1.)The void that existed in Northern Iraq that became a somewhat autonomous-ish Kurdistan within Iraq could expand to include a portion of Syria territory with Syrian ethnic Kurds which could cause a growing rift with Turkey which has a long history of conflict in suppressing Kurdish independence in the region including it's own significant and perpetually unhappy Kurdish minority.
Conflict between Turkey and ethnic Kurds would primarily be about Turkey maintaining its present Kurd population within it's borders.

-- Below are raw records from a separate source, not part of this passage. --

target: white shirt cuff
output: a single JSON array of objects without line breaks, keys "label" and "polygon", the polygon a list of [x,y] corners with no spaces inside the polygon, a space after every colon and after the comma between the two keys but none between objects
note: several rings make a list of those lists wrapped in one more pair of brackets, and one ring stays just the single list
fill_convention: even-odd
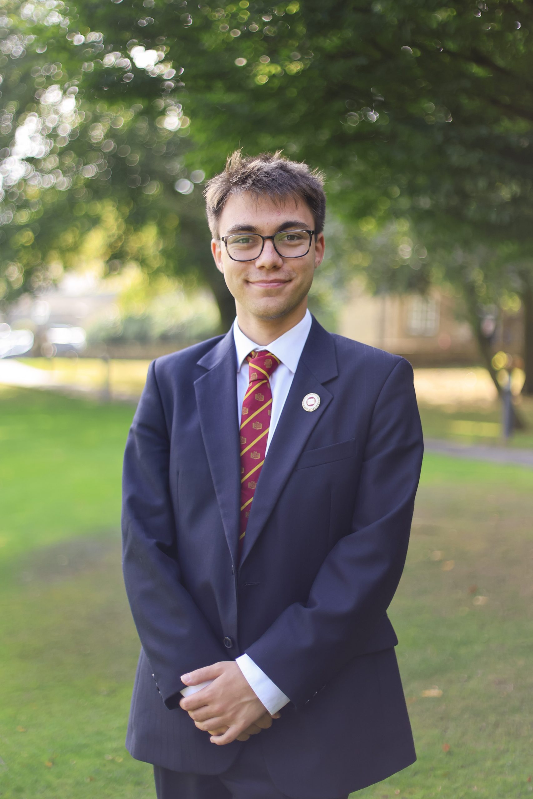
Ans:
[{"label": "white shirt cuff", "polygon": [[272,716],[290,702],[288,697],[272,682],[269,677],[253,662],[247,654],[241,654],[235,661],[250,688]]},{"label": "white shirt cuff", "polygon": [[204,682],[199,682],[197,686],[187,686],[185,688],[182,688],[180,691],[181,696],[189,697],[191,694],[196,694],[197,691],[201,691],[202,688],[205,688],[206,686],[210,686],[213,680],[205,680]]}]

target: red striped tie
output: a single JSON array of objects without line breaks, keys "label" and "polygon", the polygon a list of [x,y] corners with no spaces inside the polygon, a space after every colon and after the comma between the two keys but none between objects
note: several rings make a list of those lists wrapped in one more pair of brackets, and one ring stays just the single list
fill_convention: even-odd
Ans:
[{"label": "red striped tie", "polygon": [[241,416],[241,528],[239,555],[246,533],[250,506],[261,472],[270,427],[272,391],[269,378],[280,361],[266,350],[246,356],[249,383]]}]

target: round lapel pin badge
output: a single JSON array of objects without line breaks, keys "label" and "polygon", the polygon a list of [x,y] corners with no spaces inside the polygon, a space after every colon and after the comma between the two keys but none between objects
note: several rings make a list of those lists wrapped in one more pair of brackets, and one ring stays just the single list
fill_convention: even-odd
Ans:
[{"label": "round lapel pin badge", "polygon": [[306,394],[302,400],[302,407],[304,411],[316,411],[320,404],[318,394]]}]

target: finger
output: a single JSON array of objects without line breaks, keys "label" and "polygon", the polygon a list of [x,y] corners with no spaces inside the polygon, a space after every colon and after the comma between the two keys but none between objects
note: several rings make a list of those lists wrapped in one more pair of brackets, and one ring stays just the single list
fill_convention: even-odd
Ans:
[{"label": "finger", "polygon": [[[241,732],[244,732],[241,730]],[[230,744],[232,741],[235,741],[237,735],[241,734],[238,727],[229,727],[228,729],[223,735],[212,735],[209,741],[212,744],[216,744],[217,746],[224,746],[225,744]]]},{"label": "finger", "polygon": [[209,729],[216,729],[217,727],[224,727],[225,731],[228,729],[227,725],[224,724],[221,718],[208,718],[205,721],[195,721],[194,726],[197,727],[198,729],[202,729],[205,732],[209,732]]},{"label": "finger", "polygon": [[261,718],[258,718],[254,723],[257,724],[258,727],[261,727],[261,729],[268,729],[268,727],[272,727],[272,718],[269,713],[265,713],[264,716],[261,716]]},{"label": "finger", "polygon": [[181,674],[180,679],[186,686],[196,686],[198,682],[205,682],[206,680],[215,680],[222,674],[224,662],[213,663],[212,666],[205,666],[202,669],[196,669],[187,674]]},{"label": "finger", "polygon": [[216,705],[205,705],[197,710],[189,710],[189,715],[193,721],[207,721],[209,718],[220,716],[220,710]]},{"label": "finger", "polygon": [[201,691],[197,691],[196,694],[191,694],[189,697],[183,697],[180,699],[180,707],[183,710],[186,710],[187,713],[190,713],[191,710],[198,710],[201,707],[206,707],[209,704],[209,698],[211,696],[210,694],[206,694],[207,688],[202,688]]}]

The most that could occur would be some sort of a Kurd/Turkish war, which would not develop into a regional conflict involving other countries.

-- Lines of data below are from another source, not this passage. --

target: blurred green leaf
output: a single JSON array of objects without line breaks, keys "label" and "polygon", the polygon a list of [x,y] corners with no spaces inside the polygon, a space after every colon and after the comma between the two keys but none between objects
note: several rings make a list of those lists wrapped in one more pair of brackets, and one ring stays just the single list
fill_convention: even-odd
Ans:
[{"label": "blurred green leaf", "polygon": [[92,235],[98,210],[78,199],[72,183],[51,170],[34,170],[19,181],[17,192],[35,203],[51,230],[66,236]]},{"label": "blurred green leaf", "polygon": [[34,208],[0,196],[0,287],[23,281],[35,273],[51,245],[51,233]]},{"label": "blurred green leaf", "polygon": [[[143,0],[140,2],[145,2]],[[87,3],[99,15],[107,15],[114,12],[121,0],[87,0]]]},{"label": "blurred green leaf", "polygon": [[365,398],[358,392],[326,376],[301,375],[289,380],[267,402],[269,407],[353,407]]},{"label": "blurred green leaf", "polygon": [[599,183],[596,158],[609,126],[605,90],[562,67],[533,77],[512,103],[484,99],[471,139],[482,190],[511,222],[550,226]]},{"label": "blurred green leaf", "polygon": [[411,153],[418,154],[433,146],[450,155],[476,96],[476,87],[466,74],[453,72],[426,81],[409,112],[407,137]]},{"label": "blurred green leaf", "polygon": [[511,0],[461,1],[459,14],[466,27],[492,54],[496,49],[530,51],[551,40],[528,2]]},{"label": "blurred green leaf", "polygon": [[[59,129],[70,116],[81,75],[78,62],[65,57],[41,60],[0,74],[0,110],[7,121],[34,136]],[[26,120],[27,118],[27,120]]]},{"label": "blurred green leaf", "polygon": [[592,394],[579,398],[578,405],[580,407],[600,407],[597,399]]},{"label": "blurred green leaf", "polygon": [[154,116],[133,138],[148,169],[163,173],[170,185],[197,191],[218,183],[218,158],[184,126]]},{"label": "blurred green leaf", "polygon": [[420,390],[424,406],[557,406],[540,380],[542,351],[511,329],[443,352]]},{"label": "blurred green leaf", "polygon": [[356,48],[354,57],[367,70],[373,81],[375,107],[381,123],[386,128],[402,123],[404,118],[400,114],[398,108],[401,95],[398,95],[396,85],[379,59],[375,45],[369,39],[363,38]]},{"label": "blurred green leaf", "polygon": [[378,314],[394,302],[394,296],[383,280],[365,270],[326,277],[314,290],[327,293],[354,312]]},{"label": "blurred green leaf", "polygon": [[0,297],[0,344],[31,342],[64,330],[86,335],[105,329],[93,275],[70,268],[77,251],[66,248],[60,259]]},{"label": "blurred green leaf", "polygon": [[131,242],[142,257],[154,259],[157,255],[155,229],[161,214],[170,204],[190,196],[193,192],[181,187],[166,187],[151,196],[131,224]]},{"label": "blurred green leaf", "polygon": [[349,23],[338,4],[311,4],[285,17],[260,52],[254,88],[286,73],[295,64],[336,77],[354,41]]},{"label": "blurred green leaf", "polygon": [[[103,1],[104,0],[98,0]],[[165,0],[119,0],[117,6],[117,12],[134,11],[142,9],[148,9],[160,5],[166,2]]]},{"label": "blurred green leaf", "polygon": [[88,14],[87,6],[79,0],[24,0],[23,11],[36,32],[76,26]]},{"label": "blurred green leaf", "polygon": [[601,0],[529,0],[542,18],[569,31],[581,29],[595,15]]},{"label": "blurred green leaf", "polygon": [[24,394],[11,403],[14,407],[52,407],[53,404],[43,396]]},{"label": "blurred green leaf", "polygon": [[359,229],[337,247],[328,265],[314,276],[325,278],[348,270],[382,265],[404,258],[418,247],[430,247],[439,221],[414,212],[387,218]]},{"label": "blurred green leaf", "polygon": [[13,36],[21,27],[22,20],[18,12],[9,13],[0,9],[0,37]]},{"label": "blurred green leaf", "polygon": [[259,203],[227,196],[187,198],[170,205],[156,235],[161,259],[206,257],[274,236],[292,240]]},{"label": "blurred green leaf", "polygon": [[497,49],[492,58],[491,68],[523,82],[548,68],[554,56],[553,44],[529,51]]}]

2.)Asymmetric attacks against Israel being launched from Syria/Lebanon as a direct/indirect result of the instability/fall of the Syrian regime and the power vacuum that inevitably follows which would compel Israel to act in proactive self defense.
In the short and medium term, I think a power vacuum in Syria would focus Syrians on the process of filling that vacuum, rather that engendering attacks on Israel. The Syrians would be too busy attacking each other, at the very least politically.


3.)The fall of the Assad regime and/or it's retreat to a smaller and more defensible position leads to sectarian division and potential post Assad civil war and long term instability, much like former Yugoslavia and the rally cry of "someone has to do something" compels intervention.
That would not be a "regional conflict".


4.) Concern over Syria's WMDs(yes I know credibility in this regard is low, but Syria's development/possession of them seems to be well supported) compels some to consider a limited intervention. It must be noted that there are plenty of examples of fairly quite/covert intervention to mitigate WMD risk that have been quite successful.
That would not be a "regional conflict".


5.)The fall of the Assad regime leads to a hard shift that overshoots in the opposite direction towards an islamist/fundamentalist movement/government...much like Iran post Shah.
And the Syrian islamist/fundamentalists invade Israel? Not likely.